The Warren Buffet Method Of Reading
I found this excerpt in the "Snowball: Warren Buffet and The Business Of Life" by Alice Shcroeder. It will change how you read!
Until now, Warren’s efforts to get along with people had had mixed results. He charmed adults, except for his teachers. He felt ill at ease with his peers, but had always managed to make a few close friends. He desperately wanted people to like him and especially not to attack him personally. He wanted a system. In fact, he already had one, but he wasn’t using the system to its full effect. Now, lacking any other resources, he began to work harder at it.
Warren had found this system at his grandfather’s house, where he read everything he could get his hands on at a blazing pace, just as he did at home. Browsing the bookshelf in the back bedroom... One of them was special—not a biography but a paperback written by former salesman Dale Carnegie, enticingly titled How to Win Friends and Influence People. He had discovered it at age eight or nine.
Warren knew he needed to win friends, and he wanted to influence people. He opened the book. It hooked him from the first page. “If you want to gather honey,” it began, “don’t kick over the beehive.”…
I am talking about a new way of life, Carnegie said. I am talking about a new way of life.

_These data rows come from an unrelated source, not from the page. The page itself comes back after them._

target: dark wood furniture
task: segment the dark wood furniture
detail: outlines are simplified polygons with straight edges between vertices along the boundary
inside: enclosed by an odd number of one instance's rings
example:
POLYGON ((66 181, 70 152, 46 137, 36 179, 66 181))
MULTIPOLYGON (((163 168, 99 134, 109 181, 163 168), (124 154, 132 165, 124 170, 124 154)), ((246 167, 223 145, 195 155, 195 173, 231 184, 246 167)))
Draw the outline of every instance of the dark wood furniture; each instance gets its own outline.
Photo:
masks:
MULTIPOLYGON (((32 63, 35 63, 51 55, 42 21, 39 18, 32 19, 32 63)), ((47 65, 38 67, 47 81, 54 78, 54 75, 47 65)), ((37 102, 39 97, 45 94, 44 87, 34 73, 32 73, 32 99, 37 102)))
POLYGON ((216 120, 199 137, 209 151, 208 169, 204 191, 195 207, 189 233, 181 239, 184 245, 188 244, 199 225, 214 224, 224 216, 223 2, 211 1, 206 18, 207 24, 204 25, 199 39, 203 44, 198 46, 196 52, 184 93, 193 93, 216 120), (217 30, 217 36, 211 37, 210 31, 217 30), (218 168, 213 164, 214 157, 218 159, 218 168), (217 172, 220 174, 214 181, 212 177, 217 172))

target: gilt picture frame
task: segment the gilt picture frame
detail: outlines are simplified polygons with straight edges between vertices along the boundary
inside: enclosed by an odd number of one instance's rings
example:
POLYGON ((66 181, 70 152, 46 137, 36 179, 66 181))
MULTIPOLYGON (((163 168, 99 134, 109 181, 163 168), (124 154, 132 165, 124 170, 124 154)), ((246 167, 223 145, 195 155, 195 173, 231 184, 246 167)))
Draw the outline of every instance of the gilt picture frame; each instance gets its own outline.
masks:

Warren’s heart lifted. He thought he had found the truth. This was a system...
But it took numbers to prove that it actually worked. He decided to do a statistical analysis of what happened if he did follow Dale Carnegie’s rules, and what happened if he didn’t. He tried giving attention and appreciation, and he tried doing nothing or being disagreeable. People around him did not know he was performing experiments on them in the silence of his own head, but he watched how they responded. He kept track of his results. Filled with a rising joy, he saw what the numbers proved: The rules worked.

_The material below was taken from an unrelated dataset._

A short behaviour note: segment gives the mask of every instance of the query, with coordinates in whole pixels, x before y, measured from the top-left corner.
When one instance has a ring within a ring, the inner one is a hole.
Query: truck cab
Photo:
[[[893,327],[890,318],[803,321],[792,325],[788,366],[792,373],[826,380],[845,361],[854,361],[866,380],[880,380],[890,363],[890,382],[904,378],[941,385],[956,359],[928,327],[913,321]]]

Now he had a system. He had a set of rules.
But it did you no good to read about the rules. You had to live them. I am talking about a new way of life, said Carnegie.
Warren began to practice. He started at a very elementary level. Some of it came naturally to him, but he found that this system could not be applied in an automatic and easy manner. “Don’t criticize” sounded simple, but there were ways to criticize without even realizing it. It was hard not to show off, not to display annoyance and impatience. And admitting you were wrong was easy sometimes and very difficult at other times. Giving people attention and sincere appreciation and admiration was one of the hardest. Someone sunk in misery much of the time, as Warren was, found it hard to focus on others, not himself.

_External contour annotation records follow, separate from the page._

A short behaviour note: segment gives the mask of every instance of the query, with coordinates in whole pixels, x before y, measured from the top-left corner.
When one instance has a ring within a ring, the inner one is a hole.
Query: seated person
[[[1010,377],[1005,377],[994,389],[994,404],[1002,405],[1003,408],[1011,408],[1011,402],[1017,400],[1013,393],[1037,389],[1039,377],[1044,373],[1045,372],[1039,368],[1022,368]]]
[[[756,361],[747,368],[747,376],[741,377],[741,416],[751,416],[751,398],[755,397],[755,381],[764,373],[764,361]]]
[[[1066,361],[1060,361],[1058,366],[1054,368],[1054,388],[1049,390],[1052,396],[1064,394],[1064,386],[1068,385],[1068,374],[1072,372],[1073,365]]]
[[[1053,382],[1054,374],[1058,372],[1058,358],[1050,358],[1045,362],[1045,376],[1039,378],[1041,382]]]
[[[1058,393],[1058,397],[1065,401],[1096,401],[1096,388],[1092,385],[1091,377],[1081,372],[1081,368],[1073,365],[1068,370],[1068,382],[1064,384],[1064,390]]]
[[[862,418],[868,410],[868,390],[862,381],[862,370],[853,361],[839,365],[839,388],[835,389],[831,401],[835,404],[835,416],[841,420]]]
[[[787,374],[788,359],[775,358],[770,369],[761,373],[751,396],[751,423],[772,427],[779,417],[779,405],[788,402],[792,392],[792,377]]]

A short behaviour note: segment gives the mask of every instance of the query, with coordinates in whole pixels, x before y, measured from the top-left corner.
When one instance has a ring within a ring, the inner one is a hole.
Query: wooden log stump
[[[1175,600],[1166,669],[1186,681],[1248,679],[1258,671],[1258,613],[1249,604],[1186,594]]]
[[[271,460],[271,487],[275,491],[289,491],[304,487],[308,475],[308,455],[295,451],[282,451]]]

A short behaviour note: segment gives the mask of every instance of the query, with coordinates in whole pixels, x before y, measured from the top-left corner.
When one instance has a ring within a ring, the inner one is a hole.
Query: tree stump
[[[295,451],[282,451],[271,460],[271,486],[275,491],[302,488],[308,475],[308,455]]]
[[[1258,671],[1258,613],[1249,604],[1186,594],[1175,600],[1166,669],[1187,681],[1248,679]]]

Nevertheless, he gradually worked out for himself that the dark years of junior high were living proof that ignoring Dale Carnegie’s rules didn’t work. As he started to gain his footing in high school, he continued to practice the rules in encounters with others.
~ Excerpt From “The Snowball: Warren Buffet and The Business of Life” by Alice Schroeder
Good read!
Thanks for sharing Sir
This is very hilarious. I wonder why Warren and I have lots of similarities. Thanks for sharing Lengdung.